An Elephant in the Court

Written by Judith E. Schaeffer, Vice President, Constitutional Accountability Center

Although yesterday was Election Day, when Justice Ruth Bader Ginsburg referred to a “big elephant in the room” at the Supreme Court, she wasn’t talking about partisan politics. No, what Justice Ginsburg was referring to, and what the Justices were doing their best to avoid as they heard argument in FCC v. Fox Television Stations, was the significant free speech issues posed by the FCC’s recently adopted policy of considering the single utterance of a non-obscene vulgarity on a broadcast television show to be “indecent” and punishable.

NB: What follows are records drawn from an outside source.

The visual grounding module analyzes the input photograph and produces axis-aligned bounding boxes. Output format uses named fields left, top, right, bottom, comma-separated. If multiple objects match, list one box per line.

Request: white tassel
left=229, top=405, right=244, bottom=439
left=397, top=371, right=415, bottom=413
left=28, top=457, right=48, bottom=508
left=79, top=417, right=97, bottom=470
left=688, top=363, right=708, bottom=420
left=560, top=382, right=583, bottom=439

As we discussed in our preview of the Fox argument, for more than two decades after the Supreme Court held that the FCC is permitted under the Constitution to regulate “indecent” speech on broadcast media, the agency did not take action against the broadcast of “fleeting expletives.” Instead, the FCC required repeated use of such language as a prerequisite to a finding of “indecency.” But several years ago, the FCC abruptly changed course, jettisoned the old rule, and began imposing fines on networks for even a single utterance of what Solicitor General Gregory Garre daintily called “the F-word” and “the S-word” in his remarks before the Court yesterday. However, the FCC has not always been consistent in holding that the utterance of such words is “indecent,” prompting Justice Ginsburg also to observe that “there seems to be no rhyme or reason for some of the decisions that the Commission has made.”

The networks challenged the FCC’s sudden policy change, and prevailed on administrative procedure grounds before the Second Circuit. The Court of Appeals held that the agency had failed to provide a sufficient justification for its change in position, and gave the FCC a chance to come back to the court with such justification. Having so ruled, the Court of Appeals did not need to decide the free speech issues also raised by the broadcasters, but did strongly suggest that the FCC would not be able to justify a ban on “fleeting expletives” that would pass muster under the First Amendment.

Rather than attempt to provide further justification for its “fleeting expletives” rule before the Second Circuit, the FCC sought and was granted review by the Supreme Court. It is difficult to predict from the Justices’ questioning yesterday how the Court will rule on the administrative law issue. But one thing did seem very clear: even if the Court does reverse the Second Circuit on that question, the Court does not seem inclined to take up the free speech issues at this time.

The Framers of the Bill of Rights put the Free Speech Clause front and center, including it among the first freedoms protected by those amendments. They recognized the importance in a free society of the ability of its people to express themselves without interference from the federal government. For now, however, in the Fox case, free speech considerations seem destined to remain the giant elephant in the room.